Resident challenges comments made about global warming

Recent comments in this paper from Green Party leader, Elizabeth May, concerning climate change, have raised a storm of protest over our MP’s pretence that he and his “party are committed to greenhouse gas reductions.”

But what of Mr. Mayes’ assertion that, “in the past 10 years, the climate has actually cooled?” That fallacy is addressed in the Dec 7 New Scientist magazine. “This past decade has been the hottest since records began,” it says. “However, the average surface temperature seems to have increased more slowly than it did over previous decades.”

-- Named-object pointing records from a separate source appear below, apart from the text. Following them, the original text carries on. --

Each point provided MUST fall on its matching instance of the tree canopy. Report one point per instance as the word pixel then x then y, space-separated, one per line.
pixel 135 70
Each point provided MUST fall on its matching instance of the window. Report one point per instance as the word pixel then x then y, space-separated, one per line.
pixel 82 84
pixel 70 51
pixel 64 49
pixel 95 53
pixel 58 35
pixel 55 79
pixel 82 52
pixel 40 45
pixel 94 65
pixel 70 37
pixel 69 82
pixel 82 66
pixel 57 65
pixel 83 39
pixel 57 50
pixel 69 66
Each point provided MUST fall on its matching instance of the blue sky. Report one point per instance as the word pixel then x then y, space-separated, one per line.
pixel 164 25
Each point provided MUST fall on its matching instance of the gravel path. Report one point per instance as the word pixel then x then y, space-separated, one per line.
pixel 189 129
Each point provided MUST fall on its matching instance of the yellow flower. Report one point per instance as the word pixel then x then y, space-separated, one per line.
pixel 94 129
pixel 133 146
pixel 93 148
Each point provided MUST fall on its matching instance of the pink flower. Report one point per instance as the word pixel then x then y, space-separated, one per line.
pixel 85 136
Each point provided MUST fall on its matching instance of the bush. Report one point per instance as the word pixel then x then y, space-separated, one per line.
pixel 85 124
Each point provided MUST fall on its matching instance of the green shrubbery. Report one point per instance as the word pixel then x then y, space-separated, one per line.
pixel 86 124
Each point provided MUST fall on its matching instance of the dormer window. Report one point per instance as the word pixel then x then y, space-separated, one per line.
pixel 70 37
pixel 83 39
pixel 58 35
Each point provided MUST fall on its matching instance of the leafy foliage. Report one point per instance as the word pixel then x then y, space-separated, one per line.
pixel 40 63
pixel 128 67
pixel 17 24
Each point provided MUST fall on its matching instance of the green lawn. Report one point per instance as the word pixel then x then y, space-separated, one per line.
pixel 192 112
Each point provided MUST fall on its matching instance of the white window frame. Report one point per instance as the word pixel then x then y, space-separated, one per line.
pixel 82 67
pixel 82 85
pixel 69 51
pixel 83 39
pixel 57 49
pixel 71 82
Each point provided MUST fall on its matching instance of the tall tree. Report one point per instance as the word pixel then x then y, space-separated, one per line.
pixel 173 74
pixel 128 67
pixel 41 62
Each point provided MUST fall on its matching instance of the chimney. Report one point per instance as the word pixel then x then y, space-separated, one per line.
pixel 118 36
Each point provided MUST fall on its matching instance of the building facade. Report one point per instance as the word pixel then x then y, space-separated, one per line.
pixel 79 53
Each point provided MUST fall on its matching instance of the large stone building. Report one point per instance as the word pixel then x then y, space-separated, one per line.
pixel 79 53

Global warming has not stopped.

New Scientist cautions that records for global surface temperature, “do not include the fastest-warming region on Earth, the Arctic, as there are so few observations there. There is every reason to think warming will accelerate greatly over the coming century.”

It gives three.

Heat from the sun varies in an 11 year cycle. “Measurements show it did dip particularly low recently,” but will cycle up again. Sulphur aerosols reflect the sun’s heat back into space.

Levels of sulphur dioxide mainly from volcanic eruptions and burning coal have risen in the past decade.

More of the sun’s heat has gone to oceans rather than the atmosphere. Water covers 70 per cent of the planet.

“A whopping 94 per cent of the heat has ended up in the oceans, with four per cent absorbed by land and ice. All surface warming since 1971 is due to just two per cent of the heat.” A little more heat going to oceans has a large effect on atmospheric temperature.

“During a La Nina, the Pacific soaks up so much heat that it cools the planet’s surface.”

The opposite happens with El Nino. “There have been lots of La Ninas lately but no major El Nino for the past 15 years.” Reduced albedo reflection caused by melting ice draws more heat into the dark Arctic Ocean and tundra. Global warming includes air, land and water.

New Scientist concludes that, “the evidence suggests atmospheric warming will accelerate again, and it could do so with a vengeance.”